His hand was hovering over his rook, this time, when Baxter spoke up again.
"There! Did you hear it?"
Archie looked up wearily. King Baxter was a good friend, but he was getting old - perhaps he was hearing things.
"Archie!" Baxter was despairing, "I heard it again! the tap tap."
Archie stopped and listened, holding his breath for a moment to ensure absolute silence. The gallery returned the silence tenfold, and after ten heartbeats Archie found himself almost deafened when Baxter spoke again.
"Archie! I swear upon Almighty God's best linen that I heard a noise. I am not hearing things. Go and ask the Lady Madonna! She will back me up, I'm sure - she'll have been reading, and you know how much she hates being interrupted."
Archie levered himself out of his chair and reached for his cane. It would be easier to pacify Baxter this way, and he could do with a few minutes away from the board. He was losing this game slowly but surely, and the only consolation seemed to be that Baxter had not realised it yet.

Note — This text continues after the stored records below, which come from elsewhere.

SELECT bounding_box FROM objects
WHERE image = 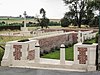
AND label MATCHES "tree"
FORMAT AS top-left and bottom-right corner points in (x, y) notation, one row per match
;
(61, 17), (70, 27)
(63, 0), (94, 28)
(40, 8), (49, 28)
(40, 8), (46, 18)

He padded off down the corridor, listening to his footfalls echoing and wondering how any sound could have gone undetected, were it real. Turning a corner, he reached the Lady Madonna, who, as Baxter had predicted, had her nose in a book.
"Mmf?" She mumbled as he gently touched her frame with his cane.
"I am sorry to disturb you, Maddie, but I was playing chess with Baxter, and he swears blind he heard a noise. I haven't heard a thing, but he is convinced of it."
She looked at him blankly.
"He asked me to inquire of you whether you had heard anything, I know you are so easily disturbed."
She shook her head, "Sorry, Archie, I heard you coming a mile off, even in your slippers, but nothing before that." Her hair shone in the moonlight, and Archie wondered at the beauty the artist had managed to capture.
"Thanks anyway, Maddy. How's the book? Baxter was asking after you."
She blushed, "He's a scoundrel, that man. Tell him I am well, and all the better that he asked."
Archie nodded. "Well I shall leave you to it. Thank you for your help."
He padded back to the chess board. Rook to H5 was the right choice. His fingers hesitated as he noticed Baxter's pieces had moved. The King was on its side. But Baxter had been winning.
He looked up, "Baxter, you can't mean..." and realised he was talking to himself.